Seriously? 80/20 and there's still a deposit? Still sounds like a customer model to me if the trader is at risk of losing his own money.
That is not the spirit of the regulation motivating the 80/20 split in the first place. Unless you folks are designing some workaround where the trader also shares in the profits of the firm, the standard model is going to be gone if/when the SEC weighs in in its official capacity.
Or rather, I would, but under a totally different structure. Commissions, risk capital, losses, leverage would all have to fundamentally change from the past models. At least for experienced traders. Rookies, 80/20 probably makes sense. I thought all the props used this as the starting point...
Sure there is probably a lot of things Don is working on right now as we speak and every one of them cuts into his operating margins big time. The pie just keeps getting smaller and smaller. Don is the equivalent of a buggy whip salesman that that refuses to accept the concept of the automobile.
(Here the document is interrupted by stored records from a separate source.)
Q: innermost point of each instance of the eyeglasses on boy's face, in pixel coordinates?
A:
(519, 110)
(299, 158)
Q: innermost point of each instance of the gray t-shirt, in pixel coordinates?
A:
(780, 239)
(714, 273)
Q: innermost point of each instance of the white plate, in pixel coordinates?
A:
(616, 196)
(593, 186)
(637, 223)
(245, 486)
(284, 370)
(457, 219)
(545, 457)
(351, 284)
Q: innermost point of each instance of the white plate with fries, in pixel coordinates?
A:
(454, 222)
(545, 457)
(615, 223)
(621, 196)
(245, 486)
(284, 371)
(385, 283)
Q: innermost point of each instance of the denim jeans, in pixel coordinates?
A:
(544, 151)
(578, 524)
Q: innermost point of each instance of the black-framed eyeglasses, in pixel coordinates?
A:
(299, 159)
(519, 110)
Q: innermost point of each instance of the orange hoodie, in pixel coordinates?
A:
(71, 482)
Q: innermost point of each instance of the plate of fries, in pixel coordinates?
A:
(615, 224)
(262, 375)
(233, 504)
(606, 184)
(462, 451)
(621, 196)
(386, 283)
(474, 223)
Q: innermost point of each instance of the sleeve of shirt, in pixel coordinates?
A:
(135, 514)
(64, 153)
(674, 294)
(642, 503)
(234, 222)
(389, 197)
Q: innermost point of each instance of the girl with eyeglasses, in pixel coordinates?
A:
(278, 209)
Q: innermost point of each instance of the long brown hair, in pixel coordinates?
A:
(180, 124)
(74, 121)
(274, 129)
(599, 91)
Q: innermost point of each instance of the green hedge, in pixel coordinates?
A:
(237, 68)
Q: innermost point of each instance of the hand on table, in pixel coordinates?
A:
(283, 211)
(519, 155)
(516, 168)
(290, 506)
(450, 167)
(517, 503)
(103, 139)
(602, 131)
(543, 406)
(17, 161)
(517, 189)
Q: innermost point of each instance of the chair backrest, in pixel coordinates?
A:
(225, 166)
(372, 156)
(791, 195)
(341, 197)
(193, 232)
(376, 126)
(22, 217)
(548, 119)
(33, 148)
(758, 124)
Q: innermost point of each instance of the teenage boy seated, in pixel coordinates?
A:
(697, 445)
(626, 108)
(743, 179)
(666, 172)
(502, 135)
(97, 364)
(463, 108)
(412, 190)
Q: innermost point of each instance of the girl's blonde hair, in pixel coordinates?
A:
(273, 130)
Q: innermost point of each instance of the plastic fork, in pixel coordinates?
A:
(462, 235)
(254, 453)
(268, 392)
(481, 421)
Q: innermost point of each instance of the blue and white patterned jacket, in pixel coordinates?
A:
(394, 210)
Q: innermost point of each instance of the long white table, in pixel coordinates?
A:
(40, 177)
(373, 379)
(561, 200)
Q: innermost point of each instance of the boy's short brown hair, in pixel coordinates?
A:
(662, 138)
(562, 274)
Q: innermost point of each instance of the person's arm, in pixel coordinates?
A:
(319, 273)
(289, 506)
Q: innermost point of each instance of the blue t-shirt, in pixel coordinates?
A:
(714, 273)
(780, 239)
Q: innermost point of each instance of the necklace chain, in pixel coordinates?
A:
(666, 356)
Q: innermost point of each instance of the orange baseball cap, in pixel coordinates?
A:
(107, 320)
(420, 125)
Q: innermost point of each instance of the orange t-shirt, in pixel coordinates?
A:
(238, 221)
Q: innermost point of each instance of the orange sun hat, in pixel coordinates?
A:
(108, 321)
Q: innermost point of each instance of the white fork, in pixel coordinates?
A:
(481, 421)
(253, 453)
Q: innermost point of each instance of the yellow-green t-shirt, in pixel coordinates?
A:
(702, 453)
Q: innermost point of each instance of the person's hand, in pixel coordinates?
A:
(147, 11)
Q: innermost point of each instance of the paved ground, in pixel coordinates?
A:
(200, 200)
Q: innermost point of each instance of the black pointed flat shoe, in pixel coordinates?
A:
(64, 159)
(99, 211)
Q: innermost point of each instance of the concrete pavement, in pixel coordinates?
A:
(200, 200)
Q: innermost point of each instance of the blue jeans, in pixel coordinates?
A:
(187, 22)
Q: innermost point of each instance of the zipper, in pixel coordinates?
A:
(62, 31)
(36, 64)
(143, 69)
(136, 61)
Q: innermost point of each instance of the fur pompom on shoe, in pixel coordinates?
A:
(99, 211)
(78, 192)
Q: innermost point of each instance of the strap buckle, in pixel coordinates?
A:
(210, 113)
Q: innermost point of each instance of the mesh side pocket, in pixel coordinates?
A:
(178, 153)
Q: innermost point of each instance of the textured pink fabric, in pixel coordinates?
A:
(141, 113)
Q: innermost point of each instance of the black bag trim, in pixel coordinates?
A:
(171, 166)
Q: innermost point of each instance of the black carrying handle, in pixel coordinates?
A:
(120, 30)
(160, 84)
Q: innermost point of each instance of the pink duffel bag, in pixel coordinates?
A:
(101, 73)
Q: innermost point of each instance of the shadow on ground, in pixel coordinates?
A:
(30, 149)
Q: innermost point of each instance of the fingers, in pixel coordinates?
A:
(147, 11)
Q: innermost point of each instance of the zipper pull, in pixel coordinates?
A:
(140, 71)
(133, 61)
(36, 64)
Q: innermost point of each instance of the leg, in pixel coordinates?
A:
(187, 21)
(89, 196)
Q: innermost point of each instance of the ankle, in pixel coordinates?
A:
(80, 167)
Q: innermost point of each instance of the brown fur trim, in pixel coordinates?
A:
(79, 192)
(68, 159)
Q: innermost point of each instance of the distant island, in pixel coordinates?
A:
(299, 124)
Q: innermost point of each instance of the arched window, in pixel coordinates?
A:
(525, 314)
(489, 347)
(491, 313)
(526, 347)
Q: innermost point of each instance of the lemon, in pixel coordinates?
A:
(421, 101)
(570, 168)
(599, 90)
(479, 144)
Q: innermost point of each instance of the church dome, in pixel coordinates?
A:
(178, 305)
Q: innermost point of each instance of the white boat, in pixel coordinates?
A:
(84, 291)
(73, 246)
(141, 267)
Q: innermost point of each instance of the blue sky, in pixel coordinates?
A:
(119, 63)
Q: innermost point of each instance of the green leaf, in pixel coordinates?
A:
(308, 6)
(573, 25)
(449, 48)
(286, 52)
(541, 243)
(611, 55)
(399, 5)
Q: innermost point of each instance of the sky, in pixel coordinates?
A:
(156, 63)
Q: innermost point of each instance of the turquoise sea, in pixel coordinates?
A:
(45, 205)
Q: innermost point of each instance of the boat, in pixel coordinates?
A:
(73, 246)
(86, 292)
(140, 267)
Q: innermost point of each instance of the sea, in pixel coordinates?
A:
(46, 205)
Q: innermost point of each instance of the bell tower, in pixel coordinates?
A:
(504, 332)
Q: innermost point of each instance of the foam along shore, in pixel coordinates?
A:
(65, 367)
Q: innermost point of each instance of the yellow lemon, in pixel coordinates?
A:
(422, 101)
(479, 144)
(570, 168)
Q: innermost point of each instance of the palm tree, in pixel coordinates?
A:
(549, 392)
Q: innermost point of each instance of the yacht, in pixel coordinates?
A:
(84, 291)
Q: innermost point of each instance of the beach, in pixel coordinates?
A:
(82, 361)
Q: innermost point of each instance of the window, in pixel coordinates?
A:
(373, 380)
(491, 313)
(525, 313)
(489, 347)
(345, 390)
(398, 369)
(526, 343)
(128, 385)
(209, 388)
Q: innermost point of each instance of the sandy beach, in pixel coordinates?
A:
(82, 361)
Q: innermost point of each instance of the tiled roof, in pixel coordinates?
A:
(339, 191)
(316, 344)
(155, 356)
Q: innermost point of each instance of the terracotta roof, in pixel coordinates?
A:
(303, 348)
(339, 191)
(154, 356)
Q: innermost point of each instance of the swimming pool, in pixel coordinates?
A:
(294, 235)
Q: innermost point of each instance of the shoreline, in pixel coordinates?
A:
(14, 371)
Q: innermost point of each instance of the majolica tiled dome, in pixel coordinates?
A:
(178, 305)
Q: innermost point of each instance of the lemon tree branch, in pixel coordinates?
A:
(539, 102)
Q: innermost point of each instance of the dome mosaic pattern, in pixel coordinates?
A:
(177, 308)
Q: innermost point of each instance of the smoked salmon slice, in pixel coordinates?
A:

maverick-----just curious? what do you do? derivatives? do you believe day trading is finished for equities
I trade futures mostly and some options. I don't think equity trading is done at all. I think equity prop trading is finished for good. At some point people like Don are not going to be able to find a way to justify the risk for such small margins. It's just not worth it. Now, as I've said before, the Brights have capital and maybe they will create a new firm that will operate more like a hedge fund where they all trade for p&l. You know they teach all these guys how to fish, let's see if they put their money where their mouth is and see if they can actually live off the fish they catch, not their commissions. Mark my words, the commission model for equities is over.